Technical Platform Overview
Enterprise AI Infrastructure for Wealth Management Recruiting
Version v3.62.0
March 2026
Patent Pending
Confidential
Section 01
Executive Summary
HNTR AI is a full-stack recruiting intelligence platform purpose-built for the wealth management industry. The system combines proprietary behavioral scoring algorithms, a four-layer AI architecture, and enterprise-grade Azure infrastructure to help broker-dealers and RIAs identify, engage, and convert top financial advisors.

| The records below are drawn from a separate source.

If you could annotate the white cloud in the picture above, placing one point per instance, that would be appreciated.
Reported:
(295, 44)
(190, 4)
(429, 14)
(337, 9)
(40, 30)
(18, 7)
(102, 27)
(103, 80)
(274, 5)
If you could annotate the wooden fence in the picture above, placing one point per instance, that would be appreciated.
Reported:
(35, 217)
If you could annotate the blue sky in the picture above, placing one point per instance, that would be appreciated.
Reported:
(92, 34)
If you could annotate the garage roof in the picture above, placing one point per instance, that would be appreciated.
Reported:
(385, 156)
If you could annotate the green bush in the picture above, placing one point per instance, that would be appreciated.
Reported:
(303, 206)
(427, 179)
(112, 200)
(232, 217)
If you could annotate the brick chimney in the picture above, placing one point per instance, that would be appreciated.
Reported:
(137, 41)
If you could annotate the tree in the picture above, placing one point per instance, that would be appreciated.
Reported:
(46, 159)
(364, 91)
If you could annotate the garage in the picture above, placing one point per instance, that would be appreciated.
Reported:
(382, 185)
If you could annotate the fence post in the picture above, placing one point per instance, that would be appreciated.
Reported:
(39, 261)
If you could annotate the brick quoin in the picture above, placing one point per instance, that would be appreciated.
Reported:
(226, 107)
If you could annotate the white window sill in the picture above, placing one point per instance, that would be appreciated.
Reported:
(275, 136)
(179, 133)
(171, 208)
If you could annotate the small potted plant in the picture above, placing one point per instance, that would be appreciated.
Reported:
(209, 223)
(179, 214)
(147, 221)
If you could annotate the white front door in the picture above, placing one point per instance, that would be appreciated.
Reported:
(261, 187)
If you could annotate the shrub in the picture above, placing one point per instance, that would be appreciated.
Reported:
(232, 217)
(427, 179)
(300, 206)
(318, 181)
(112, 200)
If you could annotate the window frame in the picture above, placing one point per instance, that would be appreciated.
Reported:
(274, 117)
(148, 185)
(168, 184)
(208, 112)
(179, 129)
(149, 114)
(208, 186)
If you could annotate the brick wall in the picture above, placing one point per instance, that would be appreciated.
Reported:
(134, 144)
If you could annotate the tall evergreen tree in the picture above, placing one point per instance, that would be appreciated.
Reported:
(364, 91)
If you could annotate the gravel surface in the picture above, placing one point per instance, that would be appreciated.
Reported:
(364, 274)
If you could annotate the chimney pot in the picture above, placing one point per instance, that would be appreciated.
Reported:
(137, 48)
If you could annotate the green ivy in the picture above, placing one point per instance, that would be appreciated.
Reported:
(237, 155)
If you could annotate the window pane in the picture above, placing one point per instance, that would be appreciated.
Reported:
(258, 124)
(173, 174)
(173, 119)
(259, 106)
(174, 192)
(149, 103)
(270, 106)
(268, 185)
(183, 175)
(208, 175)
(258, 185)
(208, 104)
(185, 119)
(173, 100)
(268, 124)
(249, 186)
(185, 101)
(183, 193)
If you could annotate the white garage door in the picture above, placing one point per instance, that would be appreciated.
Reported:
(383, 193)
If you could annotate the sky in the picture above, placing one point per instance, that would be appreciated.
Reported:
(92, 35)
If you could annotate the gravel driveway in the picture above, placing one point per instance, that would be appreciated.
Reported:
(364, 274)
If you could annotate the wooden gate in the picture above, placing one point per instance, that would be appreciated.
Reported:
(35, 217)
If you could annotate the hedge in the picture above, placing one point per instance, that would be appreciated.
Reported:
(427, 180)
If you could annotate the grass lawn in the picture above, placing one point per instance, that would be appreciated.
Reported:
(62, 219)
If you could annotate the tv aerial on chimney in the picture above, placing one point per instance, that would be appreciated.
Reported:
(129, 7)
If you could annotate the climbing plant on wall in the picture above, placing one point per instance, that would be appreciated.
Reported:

Built by a 20-year national recruiting veteran, the platform translates decades of field experience into software — replacing intuition with data-driven intelligence at every stage of the recruiting lifecycle. Every AI output is doctrine-enforced, every score is auditable, and every recruiter action is informed by intelligence the competition cannot replicate.
Section 02
Technology Stack
The platform is built on modern, production-grade technologies selected for scalability, security, and developer velocity.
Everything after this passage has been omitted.